The death toll in clashes between Muslims and Christians in Cairo has risen to two, health and security officials said Monday. Another 89 were injured in the clashes outside Cairo’s main Coptic cathedral, which brought Egypt’s growing religious tension to the seat of the church’s pope.
The clashes broke out following the funeral of four Christians killed in sectarian violence the day before. A Muslim was also killed in that violence in Khosoos, a town just north of Cairo. The two incidents together constitute the country’s deadliest sectarian violence in months.
Witnesses say that the fighting escalated out of a street brawl that broke out when Coptic activists tried to stop traffic to stage an anti-government march. A mob, described by witnesses as residents of the area, pelted them with rocks and firebombs and fired birdshot, forcing them back inside the complex. At first, few police were present.
By the time police arrived in larger numbers, the church itself had become the scene of violence, between Christians barricaded inside and the mob outside, with the two sides exchanging rocks and firebombs.
Police fired tear gas, and gas canisters landing inside church grounds caused a panic among women and children. People outside the church cheered. Some firebombs thrown from near the church landed at a nearby gas station, while witnesses said some in the church lobbed firebombs at the crowd outside.

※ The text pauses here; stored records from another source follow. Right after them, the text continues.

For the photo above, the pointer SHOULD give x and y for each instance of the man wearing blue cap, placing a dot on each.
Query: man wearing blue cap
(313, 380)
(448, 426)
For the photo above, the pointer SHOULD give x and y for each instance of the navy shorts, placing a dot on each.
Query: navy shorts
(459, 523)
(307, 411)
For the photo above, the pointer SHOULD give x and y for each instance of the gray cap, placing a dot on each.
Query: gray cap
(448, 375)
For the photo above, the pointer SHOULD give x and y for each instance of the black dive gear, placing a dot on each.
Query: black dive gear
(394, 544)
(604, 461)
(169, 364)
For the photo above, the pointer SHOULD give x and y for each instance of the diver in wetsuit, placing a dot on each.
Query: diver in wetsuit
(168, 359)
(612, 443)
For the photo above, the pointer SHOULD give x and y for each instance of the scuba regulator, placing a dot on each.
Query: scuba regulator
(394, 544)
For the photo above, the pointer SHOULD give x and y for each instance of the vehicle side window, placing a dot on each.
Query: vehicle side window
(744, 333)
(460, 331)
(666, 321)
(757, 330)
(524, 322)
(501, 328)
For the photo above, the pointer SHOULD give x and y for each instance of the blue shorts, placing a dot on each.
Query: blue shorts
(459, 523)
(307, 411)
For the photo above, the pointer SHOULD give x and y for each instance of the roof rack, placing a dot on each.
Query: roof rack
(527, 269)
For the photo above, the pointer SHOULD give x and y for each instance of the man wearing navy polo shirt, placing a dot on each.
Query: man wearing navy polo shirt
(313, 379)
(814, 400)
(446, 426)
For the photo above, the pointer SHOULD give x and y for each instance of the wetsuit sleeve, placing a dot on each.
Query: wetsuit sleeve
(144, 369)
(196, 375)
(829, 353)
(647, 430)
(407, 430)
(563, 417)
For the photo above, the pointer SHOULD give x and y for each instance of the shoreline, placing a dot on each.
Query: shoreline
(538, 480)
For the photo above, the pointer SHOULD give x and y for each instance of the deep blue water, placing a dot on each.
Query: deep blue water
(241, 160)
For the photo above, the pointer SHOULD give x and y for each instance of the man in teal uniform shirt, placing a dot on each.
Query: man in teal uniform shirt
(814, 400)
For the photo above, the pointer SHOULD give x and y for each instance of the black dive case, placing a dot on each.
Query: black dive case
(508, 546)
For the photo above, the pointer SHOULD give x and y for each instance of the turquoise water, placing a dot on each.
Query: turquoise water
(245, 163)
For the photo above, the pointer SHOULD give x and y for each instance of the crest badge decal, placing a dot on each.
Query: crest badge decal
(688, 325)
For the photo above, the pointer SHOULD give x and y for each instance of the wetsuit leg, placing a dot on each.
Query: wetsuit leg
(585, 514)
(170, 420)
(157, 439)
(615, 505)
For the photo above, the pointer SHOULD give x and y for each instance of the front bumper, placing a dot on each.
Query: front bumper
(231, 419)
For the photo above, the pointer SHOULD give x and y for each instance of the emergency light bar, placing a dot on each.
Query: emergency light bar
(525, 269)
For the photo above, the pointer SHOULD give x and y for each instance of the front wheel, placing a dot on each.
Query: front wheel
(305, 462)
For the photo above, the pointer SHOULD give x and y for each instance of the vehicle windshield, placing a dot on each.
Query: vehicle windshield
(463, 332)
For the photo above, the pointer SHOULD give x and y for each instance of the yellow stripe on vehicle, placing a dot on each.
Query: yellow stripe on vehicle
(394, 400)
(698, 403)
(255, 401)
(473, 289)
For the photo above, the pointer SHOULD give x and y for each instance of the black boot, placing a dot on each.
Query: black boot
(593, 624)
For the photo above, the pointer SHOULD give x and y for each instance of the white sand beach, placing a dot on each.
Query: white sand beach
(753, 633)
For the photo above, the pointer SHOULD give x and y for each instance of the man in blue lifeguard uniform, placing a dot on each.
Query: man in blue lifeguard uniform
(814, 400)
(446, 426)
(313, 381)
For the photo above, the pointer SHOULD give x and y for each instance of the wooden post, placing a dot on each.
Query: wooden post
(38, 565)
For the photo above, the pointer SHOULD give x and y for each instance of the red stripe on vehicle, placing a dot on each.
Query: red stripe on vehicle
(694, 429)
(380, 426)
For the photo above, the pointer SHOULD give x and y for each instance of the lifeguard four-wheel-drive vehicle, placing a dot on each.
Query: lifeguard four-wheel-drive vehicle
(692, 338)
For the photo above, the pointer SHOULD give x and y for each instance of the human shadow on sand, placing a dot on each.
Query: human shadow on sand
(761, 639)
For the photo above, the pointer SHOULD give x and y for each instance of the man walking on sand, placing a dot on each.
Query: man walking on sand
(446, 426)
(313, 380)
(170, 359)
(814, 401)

Health Ministry official Khaled el-Khateib said that the identity of the second fatality was not immediately known. A security official said the death occurred during the clashes at the cathedral. The first fatality was Christian.
Clashes between angry Coptic Christian residents and police also erupted late Sunday outside the local church in the town of Khosoos, leaving at least 12 people and one police officer injured.
During the funeral service, mourners chanted against Islamist President Mohammed Mursi, calling on him to step down. Mursi condemned the violence, saying he considered any attack on the cathedral as an attack against him personally. He ordered an immediate investigation into the violence. Police said they have arrested four implicated in the violence, but didn’t provide details.
Many of the Coptic Christians who took cover in the cathedral blamed the police for failing to protect them or stop the attacks on the church, citing little deployment outside the church at a politically charged funeral. They also blame the police for lobbing tear gas inside the cathedral. The pope was not in the cathedral at the time of the siege, which lasted into the late hours of Sunday.
The U.S. Embassy in Egypt said in a statement Monday said it welcomed Mursi’s promise to conduct a full and transparent investigation and conveyed condolences to the victims of the violence.
“It is the responsibility of the state to protect all of its citizens,” the statement said.
The violence outside the Cathedral coincided with the visit of the European Union’s head of foreign policy, Catherine Ashton, to Egypt. In a statement issued late Sunday, Ashton said she was “extremely worried” about the clashes outside the cathedral.
“On hearing the news I immediately contacted the Presidency, strongly urging restraint and for the security forces to control the situation. I understand the President has spoken with the Head of the Coptic Church and has condemned the violence. My thoughts are with the victims and their families,” she said.
The violence drew sharp criticism from the opposition, which has already been critical of Mursi’s management of Egypt’s transition.
The National Salvation Front, the umbrella group that brings together a number of Egypt's liberal and largely secular opposition, said in a statement Monday that Mursi and the police bear the responsibility for the clashes, demanding an investigation into what it said were attempts to “ignite sedition.”
The Muslim Brotherhood’s political party, the Freedom and Justice Party from which Mursi hails, also blamed “dubious” attempts by unnamed parties to broaden instability in Egypt by igniting sectarian violence and spreading chaos.
Coptic Christians make up about 10 percent of Egypt’s estimated 84 million people. Copts have complained for decades that the Christian minority suffers from discrimination, and recurrent localized violence over issues of building houses of worship or inter-religious love stories that ignite Muslim-Christian tension.
But attacks against Christians have increased since the ouster two years ago of autocrat Hosni Mubarak, including more attacks on houses of worships and at times brief evacuations of a whole population of Christians from their villages. Christians have also increasingly worried about their freedom of worship and belief with Islamists increasingly empowered in Egypt’s politics.